Ah oui, parce qu’un État, en fait, c’est pas un père de famille. C’est une gigantesque structure qui représente une population, de la volonté de laquelle émane sa légitimité (ça s’appelle une démocratie). Réguler les dépenses d’un État, c’est pas juste équilibrer un compte en banque, c’est aussi envoyer un tas de signaux à un peuple en principe souverain.
En l’occurrence, le signal est toujours le même : asseyez-vous sur vos aides publiques, l’État va mal, démerdez-vous sans lui.
J’avais déjà expliqué il y a un an quelle serait ma réaction si l’on m’annonçait que l’État allait supprimer mes aides (il se trouve que je n’en reçois pas, mais imaginons une seconde que je ne fasse pas partie des 25 % des Français les plus riches¹) : restreindre mes dépenses personnelles pour tenter d’épargner en vue d’un éventuel coup dur, au risque de bloquer l’économie nationale. Relisant ce billet, je retrouve cette conclusion :
J’ai l’impression qu’on va filer à la Grèce un sandwich, tout en exigeant qu’elle vende ses chalutiers. Chais pas comment elle va claper quand elle aura digéré le cadeau… Okay, sur un an, ça ira peut-être mieux, mais il me paraîtrait logique qu’à terme, ça la pousse au naufrage plutôt qu’au succès.
Un an après, c’est assez précisément maintenant. Et qu’entends-je maintenant ? Que la Grèce est toujours dans la merde. Que l’État grec en chie grave, et que les Grecs sont de plus en plus mécontents de la politique de rigueur menée sur l’ordre des prêteurs. Y’a des jours où j’aimerais avoir tort, vraiment, mais là, j’ai l’impression d’avoir eu raison contre les “experts” du FMI…
Et que font-ils aujourd’hui, ces fameux experts ?
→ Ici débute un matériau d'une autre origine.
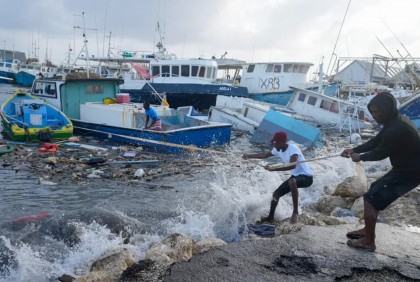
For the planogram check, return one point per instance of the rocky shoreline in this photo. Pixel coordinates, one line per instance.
(314, 249)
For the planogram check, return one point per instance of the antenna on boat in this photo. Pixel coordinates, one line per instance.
(396, 60)
(85, 41)
(338, 36)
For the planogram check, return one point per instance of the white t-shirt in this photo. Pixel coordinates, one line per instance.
(292, 149)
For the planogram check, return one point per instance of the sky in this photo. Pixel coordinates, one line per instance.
(249, 30)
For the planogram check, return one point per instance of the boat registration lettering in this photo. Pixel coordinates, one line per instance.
(270, 83)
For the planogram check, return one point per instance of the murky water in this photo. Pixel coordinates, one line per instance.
(46, 231)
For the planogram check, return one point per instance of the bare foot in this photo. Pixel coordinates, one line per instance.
(362, 244)
(356, 234)
(294, 218)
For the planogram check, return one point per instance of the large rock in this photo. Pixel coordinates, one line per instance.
(316, 253)
(328, 203)
(175, 247)
(351, 187)
(114, 262)
(206, 244)
(358, 207)
(96, 276)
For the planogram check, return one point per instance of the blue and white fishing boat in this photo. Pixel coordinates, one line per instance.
(9, 69)
(184, 82)
(411, 108)
(270, 81)
(90, 104)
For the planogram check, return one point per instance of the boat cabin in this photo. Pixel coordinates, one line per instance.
(273, 77)
(328, 110)
(175, 71)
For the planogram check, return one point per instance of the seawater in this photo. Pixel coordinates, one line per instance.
(82, 217)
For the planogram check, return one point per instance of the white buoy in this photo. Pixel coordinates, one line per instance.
(355, 138)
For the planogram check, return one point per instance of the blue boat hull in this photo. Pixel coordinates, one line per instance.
(298, 131)
(200, 96)
(162, 141)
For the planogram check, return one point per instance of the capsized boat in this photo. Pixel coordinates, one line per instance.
(25, 117)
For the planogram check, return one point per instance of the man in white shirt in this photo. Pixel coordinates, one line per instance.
(302, 175)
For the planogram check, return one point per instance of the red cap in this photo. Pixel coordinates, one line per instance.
(279, 136)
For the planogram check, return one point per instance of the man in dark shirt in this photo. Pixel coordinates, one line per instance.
(400, 141)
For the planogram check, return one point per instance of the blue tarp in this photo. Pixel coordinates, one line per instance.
(298, 131)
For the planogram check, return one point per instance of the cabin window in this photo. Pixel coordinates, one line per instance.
(251, 68)
(325, 105)
(44, 90)
(302, 97)
(334, 107)
(329, 106)
(311, 100)
(94, 89)
(288, 68)
(185, 70)
(175, 71)
(361, 115)
(156, 70)
(202, 71)
(165, 71)
(208, 73)
(269, 68)
(304, 69)
(194, 70)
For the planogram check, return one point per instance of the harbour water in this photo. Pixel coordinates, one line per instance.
(47, 231)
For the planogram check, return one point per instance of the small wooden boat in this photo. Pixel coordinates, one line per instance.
(25, 117)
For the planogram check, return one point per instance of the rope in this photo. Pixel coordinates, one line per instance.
(276, 166)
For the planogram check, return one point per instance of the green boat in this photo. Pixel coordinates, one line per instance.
(26, 118)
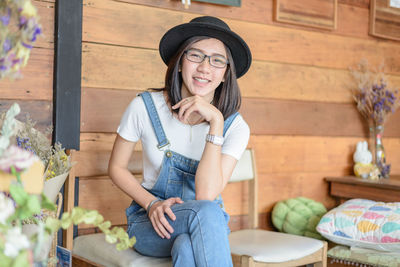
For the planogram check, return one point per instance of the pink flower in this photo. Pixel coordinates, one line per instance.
(18, 158)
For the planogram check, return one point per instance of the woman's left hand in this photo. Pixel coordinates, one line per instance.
(197, 104)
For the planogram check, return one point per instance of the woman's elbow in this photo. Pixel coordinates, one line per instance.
(205, 196)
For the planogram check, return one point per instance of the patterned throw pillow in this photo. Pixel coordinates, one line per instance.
(363, 223)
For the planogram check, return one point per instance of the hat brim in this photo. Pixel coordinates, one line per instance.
(173, 39)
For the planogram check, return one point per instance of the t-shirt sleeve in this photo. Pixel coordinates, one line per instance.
(236, 138)
(131, 125)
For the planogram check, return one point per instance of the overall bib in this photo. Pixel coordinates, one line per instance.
(200, 236)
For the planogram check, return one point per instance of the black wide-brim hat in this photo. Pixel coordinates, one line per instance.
(212, 27)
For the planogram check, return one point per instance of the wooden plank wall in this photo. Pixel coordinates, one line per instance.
(34, 92)
(304, 125)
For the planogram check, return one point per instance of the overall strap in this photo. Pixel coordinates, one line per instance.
(228, 121)
(155, 120)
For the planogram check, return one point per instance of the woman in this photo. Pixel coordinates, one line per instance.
(192, 137)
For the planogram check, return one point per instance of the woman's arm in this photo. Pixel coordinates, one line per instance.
(215, 168)
(120, 174)
(123, 178)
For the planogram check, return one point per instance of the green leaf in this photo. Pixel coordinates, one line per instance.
(4, 260)
(21, 260)
(66, 220)
(91, 217)
(132, 241)
(111, 239)
(33, 204)
(77, 215)
(18, 194)
(104, 226)
(52, 224)
(48, 204)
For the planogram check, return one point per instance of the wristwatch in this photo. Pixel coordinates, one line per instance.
(216, 140)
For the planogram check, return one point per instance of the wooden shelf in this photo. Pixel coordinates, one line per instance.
(347, 187)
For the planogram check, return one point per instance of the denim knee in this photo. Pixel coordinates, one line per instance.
(182, 244)
(208, 209)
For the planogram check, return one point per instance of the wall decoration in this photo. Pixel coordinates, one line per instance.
(385, 19)
(313, 13)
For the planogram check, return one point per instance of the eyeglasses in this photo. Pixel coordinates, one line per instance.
(196, 56)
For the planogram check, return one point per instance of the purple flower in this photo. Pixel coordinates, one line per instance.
(16, 157)
(6, 18)
(22, 21)
(36, 33)
(27, 45)
(7, 45)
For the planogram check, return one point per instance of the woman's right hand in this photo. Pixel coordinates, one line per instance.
(157, 216)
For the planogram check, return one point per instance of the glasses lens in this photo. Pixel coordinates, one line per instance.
(198, 57)
(218, 61)
(195, 56)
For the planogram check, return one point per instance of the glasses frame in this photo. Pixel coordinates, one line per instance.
(204, 57)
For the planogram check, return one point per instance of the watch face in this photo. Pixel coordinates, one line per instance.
(216, 140)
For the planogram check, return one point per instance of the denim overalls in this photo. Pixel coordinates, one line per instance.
(203, 224)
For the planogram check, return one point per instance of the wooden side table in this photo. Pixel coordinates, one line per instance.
(347, 187)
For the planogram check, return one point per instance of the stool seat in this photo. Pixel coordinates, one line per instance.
(272, 247)
(95, 248)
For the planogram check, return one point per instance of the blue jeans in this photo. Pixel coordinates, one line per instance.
(200, 236)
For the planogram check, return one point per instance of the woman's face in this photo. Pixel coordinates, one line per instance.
(201, 78)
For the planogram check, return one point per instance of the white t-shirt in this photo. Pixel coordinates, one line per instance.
(186, 140)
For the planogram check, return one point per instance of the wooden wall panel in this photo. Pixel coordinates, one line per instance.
(271, 43)
(102, 110)
(102, 64)
(45, 11)
(349, 13)
(308, 118)
(38, 111)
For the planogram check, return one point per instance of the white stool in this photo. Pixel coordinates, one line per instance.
(253, 247)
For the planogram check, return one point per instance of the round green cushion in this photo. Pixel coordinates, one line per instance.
(298, 216)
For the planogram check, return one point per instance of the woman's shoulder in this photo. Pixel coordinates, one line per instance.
(239, 124)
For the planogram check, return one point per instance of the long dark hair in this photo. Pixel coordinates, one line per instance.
(227, 96)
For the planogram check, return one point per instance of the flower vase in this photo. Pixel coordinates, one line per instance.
(379, 153)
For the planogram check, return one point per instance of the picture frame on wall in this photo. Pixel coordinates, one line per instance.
(385, 18)
(320, 14)
(237, 3)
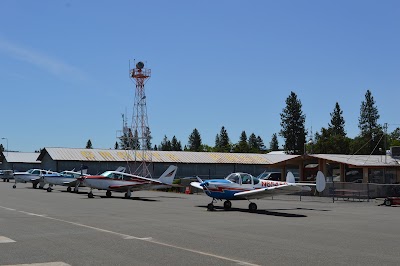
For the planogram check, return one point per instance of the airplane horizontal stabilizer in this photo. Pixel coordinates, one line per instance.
(269, 191)
(196, 185)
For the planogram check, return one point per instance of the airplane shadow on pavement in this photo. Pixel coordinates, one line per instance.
(262, 212)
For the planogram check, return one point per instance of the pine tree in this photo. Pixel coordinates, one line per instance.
(89, 144)
(242, 145)
(222, 142)
(274, 145)
(293, 125)
(175, 144)
(370, 129)
(394, 137)
(336, 126)
(194, 143)
(253, 143)
(166, 144)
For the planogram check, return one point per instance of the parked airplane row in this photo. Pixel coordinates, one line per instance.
(110, 180)
(236, 186)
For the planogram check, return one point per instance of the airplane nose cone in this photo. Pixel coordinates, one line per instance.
(204, 184)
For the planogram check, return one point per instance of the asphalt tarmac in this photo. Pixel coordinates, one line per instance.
(165, 228)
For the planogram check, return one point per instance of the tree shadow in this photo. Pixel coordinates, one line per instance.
(131, 198)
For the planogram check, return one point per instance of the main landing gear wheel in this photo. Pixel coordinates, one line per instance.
(227, 205)
(252, 207)
(388, 202)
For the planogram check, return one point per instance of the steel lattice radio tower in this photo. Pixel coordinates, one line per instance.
(140, 125)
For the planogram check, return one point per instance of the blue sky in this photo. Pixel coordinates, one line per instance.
(64, 67)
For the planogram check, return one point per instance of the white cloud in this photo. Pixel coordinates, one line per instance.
(42, 61)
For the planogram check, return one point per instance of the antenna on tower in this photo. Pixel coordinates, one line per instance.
(140, 125)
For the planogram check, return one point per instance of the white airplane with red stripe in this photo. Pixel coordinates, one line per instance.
(244, 186)
(124, 182)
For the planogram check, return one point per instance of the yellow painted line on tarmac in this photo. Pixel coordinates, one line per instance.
(57, 263)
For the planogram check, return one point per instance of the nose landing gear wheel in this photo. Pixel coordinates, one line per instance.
(227, 205)
(388, 202)
(252, 207)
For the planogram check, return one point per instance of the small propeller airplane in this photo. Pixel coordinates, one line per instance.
(124, 182)
(244, 186)
(32, 175)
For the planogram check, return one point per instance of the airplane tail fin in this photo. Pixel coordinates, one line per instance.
(290, 178)
(168, 176)
(320, 182)
(121, 169)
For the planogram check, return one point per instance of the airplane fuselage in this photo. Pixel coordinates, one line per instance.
(224, 189)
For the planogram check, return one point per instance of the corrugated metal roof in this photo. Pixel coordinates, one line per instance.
(21, 157)
(75, 154)
(359, 160)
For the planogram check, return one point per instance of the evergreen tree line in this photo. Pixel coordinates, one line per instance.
(329, 140)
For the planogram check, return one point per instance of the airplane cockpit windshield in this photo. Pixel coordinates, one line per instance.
(242, 178)
(113, 175)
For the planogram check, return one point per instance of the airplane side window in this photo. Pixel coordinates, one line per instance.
(233, 178)
(246, 179)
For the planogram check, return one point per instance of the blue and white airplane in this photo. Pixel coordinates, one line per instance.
(243, 186)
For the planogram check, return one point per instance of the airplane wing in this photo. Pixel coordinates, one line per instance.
(137, 186)
(196, 185)
(271, 191)
(70, 183)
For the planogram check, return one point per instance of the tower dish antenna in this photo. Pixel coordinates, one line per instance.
(140, 65)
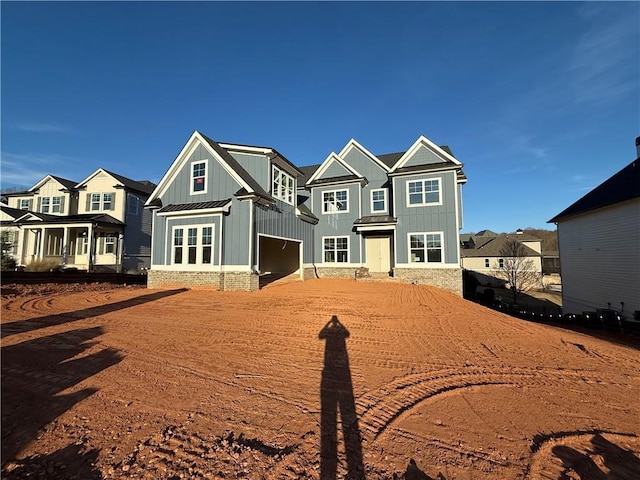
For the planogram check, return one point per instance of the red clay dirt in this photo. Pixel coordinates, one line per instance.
(318, 379)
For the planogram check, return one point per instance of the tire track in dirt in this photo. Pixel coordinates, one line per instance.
(382, 407)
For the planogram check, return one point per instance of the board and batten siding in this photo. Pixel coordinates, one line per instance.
(434, 218)
(280, 220)
(219, 183)
(600, 259)
(337, 224)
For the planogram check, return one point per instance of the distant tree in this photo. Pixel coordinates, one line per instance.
(517, 269)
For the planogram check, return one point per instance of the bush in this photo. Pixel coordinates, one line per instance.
(44, 265)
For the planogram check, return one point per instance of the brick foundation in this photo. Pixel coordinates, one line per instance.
(215, 280)
(449, 279)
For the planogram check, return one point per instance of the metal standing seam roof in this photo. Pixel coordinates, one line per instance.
(181, 207)
(624, 185)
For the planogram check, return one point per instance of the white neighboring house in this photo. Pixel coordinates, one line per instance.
(97, 224)
(481, 254)
(599, 242)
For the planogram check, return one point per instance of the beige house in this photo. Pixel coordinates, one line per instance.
(481, 253)
(97, 224)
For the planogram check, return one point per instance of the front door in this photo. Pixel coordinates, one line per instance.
(378, 254)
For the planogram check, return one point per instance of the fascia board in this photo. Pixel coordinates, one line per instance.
(354, 144)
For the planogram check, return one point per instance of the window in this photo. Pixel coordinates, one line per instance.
(283, 186)
(95, 201)
(107, 201)
(198, 177)
(199, 245)
(423, 192)
(379, 200)
(335, 201)
(110, 243)
(207, 243)
(425, 247)
(56, 204)
(336, 249)
(133, 206)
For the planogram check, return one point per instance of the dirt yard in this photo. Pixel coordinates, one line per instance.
(320, 379)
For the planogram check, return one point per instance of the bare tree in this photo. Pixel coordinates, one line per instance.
(516, 268)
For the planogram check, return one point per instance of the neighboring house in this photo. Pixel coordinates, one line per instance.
(225, 214)
(481, 254)
(599, 243)
(97, 224)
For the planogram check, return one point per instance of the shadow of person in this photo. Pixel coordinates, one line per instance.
(336, 393)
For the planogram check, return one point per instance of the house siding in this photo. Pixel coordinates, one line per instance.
(436, 218)
(600, 259)
(337, 224)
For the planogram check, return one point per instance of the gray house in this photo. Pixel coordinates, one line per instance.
(226, 214)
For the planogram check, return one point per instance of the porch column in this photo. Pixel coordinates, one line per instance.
(65, 245)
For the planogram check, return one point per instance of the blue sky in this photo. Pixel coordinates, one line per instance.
(539, 100)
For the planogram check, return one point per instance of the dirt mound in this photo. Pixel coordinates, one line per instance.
(317, 379)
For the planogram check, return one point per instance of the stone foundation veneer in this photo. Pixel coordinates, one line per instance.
(449, 279)
(218, 280)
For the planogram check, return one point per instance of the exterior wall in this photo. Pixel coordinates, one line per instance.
(335, 170)
(103, 183)
(337, 224)
(214, 280)
(423, 156)
(376, 176)
(219, 183)
(51, 188)
(449, 279)
(600, 259)
(137, 235)
(280, 220)
(256, 165)
(436, 218)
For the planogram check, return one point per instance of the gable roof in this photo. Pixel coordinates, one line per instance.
(624, 185)
(145, 187)
(68, 184)
(493, 246)
(247, 183)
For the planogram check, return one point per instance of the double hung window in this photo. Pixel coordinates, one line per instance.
(193, 245)
(198, 177)
(283, 185)
(336, 249)
(423, 192)
(335, 201)
(425, 248)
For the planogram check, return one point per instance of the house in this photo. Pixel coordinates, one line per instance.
(224, 214)
(96, 224)
(599, 244)
(483, 254)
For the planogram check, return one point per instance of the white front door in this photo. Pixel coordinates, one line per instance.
(378, 254)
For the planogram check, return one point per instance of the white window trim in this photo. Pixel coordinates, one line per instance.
(386, 196)
(191, 177)
(424, 193)
(334, 192)
(199, 246)
(276, 171)
(336, 237)
(426, 262)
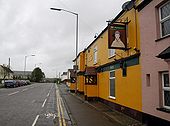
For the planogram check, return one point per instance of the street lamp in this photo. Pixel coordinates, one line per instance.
(26, 62)
(57, 9)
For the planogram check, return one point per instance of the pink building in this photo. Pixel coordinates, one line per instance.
(154, 19)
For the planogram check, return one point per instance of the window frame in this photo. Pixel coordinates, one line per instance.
(95, 55)
(111, 54)
(114, 77)
(163, 20)
(164, 89)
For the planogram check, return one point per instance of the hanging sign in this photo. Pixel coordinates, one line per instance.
(117, 37)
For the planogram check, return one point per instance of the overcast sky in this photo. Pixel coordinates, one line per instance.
(29, 27)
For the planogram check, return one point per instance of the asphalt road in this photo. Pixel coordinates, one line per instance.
(32, 105)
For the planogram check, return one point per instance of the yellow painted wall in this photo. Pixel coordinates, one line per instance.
(127, 89)
(72, 86)
(91, 90)
(80, 83)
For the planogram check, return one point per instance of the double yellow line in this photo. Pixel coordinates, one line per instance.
(61, 118)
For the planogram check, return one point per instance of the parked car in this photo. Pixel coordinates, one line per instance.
(10, 83)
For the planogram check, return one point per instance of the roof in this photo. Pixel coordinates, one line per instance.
(90, 71)
(22, 72)
(143, 4)
(72, 73)
(165, 54)
(106, 28)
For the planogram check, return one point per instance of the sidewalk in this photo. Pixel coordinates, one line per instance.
(112, 115)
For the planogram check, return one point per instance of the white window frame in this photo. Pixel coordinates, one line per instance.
(112, 97)
(164, 89)
(95, 54)
(163, 20)
(112, 52)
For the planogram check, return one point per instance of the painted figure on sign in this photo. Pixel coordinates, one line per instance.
(117, 42)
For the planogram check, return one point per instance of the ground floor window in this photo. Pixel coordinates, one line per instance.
(166, 90)
(112, 85)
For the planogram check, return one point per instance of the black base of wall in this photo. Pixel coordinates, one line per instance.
(150, 120)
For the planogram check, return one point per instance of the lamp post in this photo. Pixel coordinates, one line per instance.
(25, 63)
(57, 9)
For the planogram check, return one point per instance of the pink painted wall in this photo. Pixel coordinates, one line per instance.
(151, 98)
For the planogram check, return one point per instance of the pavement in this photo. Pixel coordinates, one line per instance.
(106, 116)
(31, 105)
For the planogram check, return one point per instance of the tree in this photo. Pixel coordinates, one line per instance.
(37, 75)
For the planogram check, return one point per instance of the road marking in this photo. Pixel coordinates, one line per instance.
(13, 93)
(35, 121)
(44, 103)
(25, 89)
(33, 101)
(60, 105)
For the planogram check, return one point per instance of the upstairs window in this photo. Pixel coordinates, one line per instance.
(166, 90)
(95, 54)
(111, 52)
(112, 85)
(164, 14)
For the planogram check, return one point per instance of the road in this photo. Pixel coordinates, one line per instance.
(28, 105)
(46, 104)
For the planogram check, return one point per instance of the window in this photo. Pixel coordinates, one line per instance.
(112, 84)
(164, 12)
(91, 79)
(111, 52)
(95, 54)
(148, 83)
(166, 90)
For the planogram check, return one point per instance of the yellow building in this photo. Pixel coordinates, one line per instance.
(80, 72)
(114, 75)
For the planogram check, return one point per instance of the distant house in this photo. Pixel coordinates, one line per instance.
(5, 72)
(22, 74)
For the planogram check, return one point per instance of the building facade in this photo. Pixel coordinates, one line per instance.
(155, 53)
(5, 73)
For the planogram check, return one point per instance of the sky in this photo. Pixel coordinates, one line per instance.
(29, 27)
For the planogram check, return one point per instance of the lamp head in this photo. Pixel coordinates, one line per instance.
(56, 9)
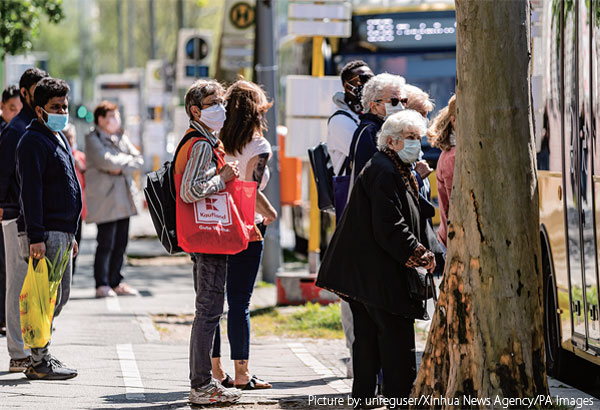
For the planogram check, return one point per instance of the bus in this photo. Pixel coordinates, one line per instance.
(569, 178)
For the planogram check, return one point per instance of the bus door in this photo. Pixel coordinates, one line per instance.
(572, 176)
(590, 45)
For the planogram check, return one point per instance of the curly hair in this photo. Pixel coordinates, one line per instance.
(441, 127)
(246, 105)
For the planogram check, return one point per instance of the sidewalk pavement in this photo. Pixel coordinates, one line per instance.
(123, 362)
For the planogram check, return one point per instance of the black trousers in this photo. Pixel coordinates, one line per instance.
(2, 279)
(382, 341)
(112, 240)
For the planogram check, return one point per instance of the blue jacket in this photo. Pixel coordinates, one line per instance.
(9, 186)
(362, 150)
(50, 192)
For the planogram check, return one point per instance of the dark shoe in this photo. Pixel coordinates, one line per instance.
(19, 365)
(254, 384)
(227, 381)
(51, 369)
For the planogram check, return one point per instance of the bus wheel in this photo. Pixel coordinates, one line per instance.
(554, 352)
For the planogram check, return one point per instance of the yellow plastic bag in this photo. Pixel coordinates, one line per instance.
(36, 306)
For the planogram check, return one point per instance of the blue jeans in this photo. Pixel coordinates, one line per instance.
(242, 270)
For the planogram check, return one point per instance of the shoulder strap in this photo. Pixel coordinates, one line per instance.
(344, 113)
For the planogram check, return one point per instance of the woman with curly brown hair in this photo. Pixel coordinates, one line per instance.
(243, 140)
(441, 134)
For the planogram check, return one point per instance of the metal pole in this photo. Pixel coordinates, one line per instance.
(130, 26)
(152, 29)
(121, 54)
(266, 75)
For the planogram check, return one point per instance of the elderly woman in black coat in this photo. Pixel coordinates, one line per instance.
(380, 239)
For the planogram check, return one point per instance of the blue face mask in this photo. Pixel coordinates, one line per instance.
(56, 122)
(410, 152)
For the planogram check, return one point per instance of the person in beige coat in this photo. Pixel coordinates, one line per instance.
(111, 162)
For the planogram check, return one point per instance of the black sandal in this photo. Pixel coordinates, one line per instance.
(227, 381)
(252, 384)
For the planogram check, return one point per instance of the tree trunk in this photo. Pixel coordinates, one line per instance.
(486, 339)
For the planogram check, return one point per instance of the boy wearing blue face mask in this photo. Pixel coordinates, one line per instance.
(50, 202)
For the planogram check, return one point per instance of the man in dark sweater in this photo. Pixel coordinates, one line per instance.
(16, 268)
(50, 202)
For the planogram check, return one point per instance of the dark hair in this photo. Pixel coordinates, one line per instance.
(30, 77)
(47, 89)
(10, 92)
(246, 105)
(346, 72)
(103, 108)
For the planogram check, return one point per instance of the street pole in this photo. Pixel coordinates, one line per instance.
(152, 28)
(121, 54)
(266, 75)
(130, 27)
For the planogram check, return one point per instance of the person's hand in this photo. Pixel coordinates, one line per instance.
(429, 261)
(229, 171)
(37, 250)
(423, 168)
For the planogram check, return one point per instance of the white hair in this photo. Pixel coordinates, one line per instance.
(375, 87)
(397, 123)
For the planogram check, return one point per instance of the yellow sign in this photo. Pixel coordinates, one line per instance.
(241, 15)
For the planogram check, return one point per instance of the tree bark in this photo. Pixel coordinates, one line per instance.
(486, 338)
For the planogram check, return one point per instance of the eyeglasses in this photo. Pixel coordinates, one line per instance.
(394, 101)
(363, 78)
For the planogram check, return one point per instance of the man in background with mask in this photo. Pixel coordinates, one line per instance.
(382, 96)
(12, 220)
(50, 203)
(111, 161)
(343, 122)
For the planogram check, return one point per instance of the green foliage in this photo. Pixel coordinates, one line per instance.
(20, 22)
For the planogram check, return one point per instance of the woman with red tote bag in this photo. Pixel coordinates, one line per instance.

Il promeuvent… une politique de rigueur. Ben oui. Celle-là même qui a été lancée il y a un an, et avec laquelle (notez que je prends garde de ne mettre ni “malgré” ni “à cause de”) la Grèce souffre de “sa pire récession depuis trente-sept ans” (source).
Je l’ai déjà dit, je ne suis pas économiste. Mais il y a un dicton pas qu’il me paraît intéressant de rappeler : La définition de la folie, c’est de faire et refaire la même chose en espérant un résultat différent².
C’est exactement ce qu’on fait en demandant à la Grèce un nouveau plan de rigueur. C’est d’autant moins pardonnable que c’est déjà avec un plan de rigueur que l’Argentine a traversé une crise douloureuse dans les années 90 — encore une fois, lisez La grande désillusion de Stiglitz.
Un plan de rigueur n’est pas forcément une mauvaise idée en soi. Il peut permettre de rééquilibrer des comptes délirants, de stabiliser financièrement une zone soumise à une forte érosion monétaire (France sous de Gaulle par exemple)…
Mais c’est une arme à double tranchant, qu’il ne me paraît pas bon d’utiliser comme solution simple à tous les problèmes. Notamment parce qu’elle s’accompagne d’un risque non négligeable de voir l’économie réelle paralysée par l’inquiétude de la population : pour qu’une économie fonctionne, il faut que les gens fassent tourner leur argent, donc qu’ils ne cherchent pas à garder le peu qu’ils en ont, et donc qu’ils aient confiance en l’avenir. De Gaulle a pu faire de la rigueur sans problème, parce qu’on était en pleines “trente glorieuses” et que personne n’allait s’inquiéter pour si peu.
Il est manifeste que ce n’est pas le cas en Grèce. La politique de rigueur y est vécue comme un abandon de l’État et l’imposition au peuple d’une crise dont il ne serait pas responsable. Et dans ces conditions, j’ai l’impression que tout plan de rigueur ne peut amener qu’une plus grande inquiétude, donc une plus forte volonté de limiter ses dépenses, et donc une paralysie économique du pays (soit parce que les dépenses n’ont pas lieu, soit parce qu’elles passent par le marché noir, supprimant les taxes et donc les revenus de l’État au passage).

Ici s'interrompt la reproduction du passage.